Mısır’da 18. Hanedan’ın kuyumcusunun mezarı keşfedildi

1537
0
Amenemhat ve karısı Amenhotep’in mezarı çiftin heykelini, mumyalar ve gömü maskeleri vs. içeriyor.

Mısır Antik Eserler Bakanlığı yetkilileri, Nil’in sol yakasında bulunan, Krallar Vadisi yakınlarındaki nekropol (mezarlık) alanı Draa Abul-Naga’da yeni bir mezar keşfedildiğini duyurdular. Kral Tut ve diğer Yeni Krallık kralları olmak üzere, firavunların mezarları da bu alanda bulunuyor.
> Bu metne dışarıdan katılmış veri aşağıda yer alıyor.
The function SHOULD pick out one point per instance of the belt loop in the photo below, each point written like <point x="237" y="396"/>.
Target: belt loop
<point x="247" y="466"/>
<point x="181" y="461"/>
Edmund Bower, The Guardian’da yayımlanan raporunda, mezarda MÖ 1550’den 1292’ye kadar yaşadığı bilinen Amenemhat adında bir kuyumcuya ait olduğuna inanılan mumyalar bulunduğunu belirtti. Amenemhat’ın yaşadığı tarihler, aralarında 18. Hanedan’ın ünlü isimleri olan Akhenaten, eşi Nefertiti ve oğlu Tutankhamun’un bulunduğu dönemdir.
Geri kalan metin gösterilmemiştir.